07Is REVG or LCII more undervalued right now?
On forward earnings alone, LCI Industries (LCII) trades at 13.
4x forward P/E versus 17. 2x for REV Group, Inc. — 3. 7x cheaper on a one-year earnings basis. Analyst consensus price targets imply the most upside for LCII: 28. 8% to $150. 60.
08Which pays a better dividend — REVG or LCII?
All stocks in this comparison pay dividends.
LCI Industries (LCII) offers the highest yield at 3. 9%, versus 0. 4% for REV Group, Inc. (REVG).
09Is REVG or LCII better for a retirement portfolio?
For long-horizon retirement investors, LCI Industries (LCII) is the stronger choice — it scores higher on the combination of lower volatility, dividend reliability, and long-term compounding (low volatility (β 0.
99), 3. 9% yield, +131. 1% 10Y return). Both have compounded well over 10 years (LCII: +131. 1%, REVG: +174. 2%), confirming both are viable long-term holds — but the lower-volatility option typically results in less emotional selling during corrections. Retirement portfolios generally favour predictability over maximum returns. Consult a financial advisor before making allocation decisions.
10What are the main differences between REVG and LCII?

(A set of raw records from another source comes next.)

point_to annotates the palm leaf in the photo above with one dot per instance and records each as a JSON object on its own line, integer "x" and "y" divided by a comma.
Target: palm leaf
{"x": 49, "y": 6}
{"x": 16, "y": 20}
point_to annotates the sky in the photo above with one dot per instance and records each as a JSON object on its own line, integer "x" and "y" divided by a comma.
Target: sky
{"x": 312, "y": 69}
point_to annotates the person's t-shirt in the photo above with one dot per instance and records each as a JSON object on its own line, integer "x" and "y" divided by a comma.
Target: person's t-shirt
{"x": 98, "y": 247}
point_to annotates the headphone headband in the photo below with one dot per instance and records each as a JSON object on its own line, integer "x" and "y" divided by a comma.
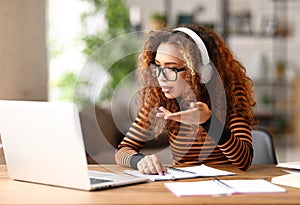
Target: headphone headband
{"x": 198, "y": 41}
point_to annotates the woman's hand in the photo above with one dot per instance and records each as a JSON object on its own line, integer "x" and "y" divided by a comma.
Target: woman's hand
{"x": 197, "y": 114}
{"x": 151, "y": 165}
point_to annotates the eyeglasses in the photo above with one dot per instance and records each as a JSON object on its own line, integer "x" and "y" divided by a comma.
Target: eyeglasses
{"x": 170, "y": 74}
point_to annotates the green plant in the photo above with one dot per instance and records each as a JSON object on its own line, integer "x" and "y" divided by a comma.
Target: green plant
{"x": 118, "y": 60}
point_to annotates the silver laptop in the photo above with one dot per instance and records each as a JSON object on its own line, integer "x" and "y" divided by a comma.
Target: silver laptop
{"x": 43, "y": 143}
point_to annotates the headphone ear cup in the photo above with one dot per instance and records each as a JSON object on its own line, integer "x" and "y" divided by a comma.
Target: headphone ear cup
{"x": 206, "y": 72}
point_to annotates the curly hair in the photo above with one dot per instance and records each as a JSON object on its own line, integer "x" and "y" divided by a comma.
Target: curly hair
{"x": 230, "y": 70}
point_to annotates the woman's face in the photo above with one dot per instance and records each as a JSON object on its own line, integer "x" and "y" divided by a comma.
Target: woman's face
{"x": 168, "y": 56}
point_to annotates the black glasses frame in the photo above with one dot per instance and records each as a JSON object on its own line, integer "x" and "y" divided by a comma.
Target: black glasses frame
{"x": 162, "y": 70}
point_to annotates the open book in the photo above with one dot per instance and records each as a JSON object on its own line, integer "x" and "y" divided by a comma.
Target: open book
{"x": 218, "y": 187}
{"x": 183, "y": 173}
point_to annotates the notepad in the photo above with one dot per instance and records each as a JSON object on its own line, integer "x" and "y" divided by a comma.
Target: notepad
{"x": 183, "y": 173}
{"x": 223, "y": 187}
{"x": 289, "y": 165}
{"x": 292, "y": 180}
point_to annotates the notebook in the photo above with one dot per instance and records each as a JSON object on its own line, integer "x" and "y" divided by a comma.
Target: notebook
{"x": 289, "y": 165}
{"x": 43, "y": 143}
{"x": 219, "y": 187}
{"x": 292, "y": 180}
{"x": 183, "y": 173}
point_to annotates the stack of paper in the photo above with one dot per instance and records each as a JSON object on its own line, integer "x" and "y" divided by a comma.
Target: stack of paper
{"x": 223, "y": 187}
{"x": 183, "y": 173}
{"x": 292, "y": 180}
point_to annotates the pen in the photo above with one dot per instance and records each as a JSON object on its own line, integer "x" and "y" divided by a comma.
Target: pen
{"x": 218, "y": 181}
{"x": 180, "y": 170}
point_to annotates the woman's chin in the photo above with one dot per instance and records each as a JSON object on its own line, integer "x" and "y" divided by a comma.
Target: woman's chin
{"x": 169, "y": 96}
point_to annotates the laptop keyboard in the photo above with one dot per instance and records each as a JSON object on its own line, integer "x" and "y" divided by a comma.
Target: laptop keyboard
{"x": 99, "y": 181}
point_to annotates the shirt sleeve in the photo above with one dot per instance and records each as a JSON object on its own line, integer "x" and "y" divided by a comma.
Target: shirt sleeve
{"x": 142, "y": 130}
{"x": 236, "y": 139}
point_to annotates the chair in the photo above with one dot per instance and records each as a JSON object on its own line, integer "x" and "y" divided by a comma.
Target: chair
{"x": 264, "y": 151}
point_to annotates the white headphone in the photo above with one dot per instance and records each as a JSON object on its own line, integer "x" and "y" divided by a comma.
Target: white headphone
{"x": 206, "y": 70}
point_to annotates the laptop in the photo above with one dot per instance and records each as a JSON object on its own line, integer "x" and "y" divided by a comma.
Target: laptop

These companies operate in different sectors (REVG (Industrials) and LCII (Consumer Cyclical)), which means they face different economic cycles, regulatory environments, and macro sensitivities — making direct comparison nuanced.
In terms of investment character: REVG is a small-cap quality compounder stock; LCII is a small-cap deep-value stock. LCII pays a dividend while REVG does not, making them suitable for different income and tax situations. These fundamental differences mean investors should not choose between them on a single metric — the "better stock" depends entirely on which of these characteristics aligns with your investment strategy.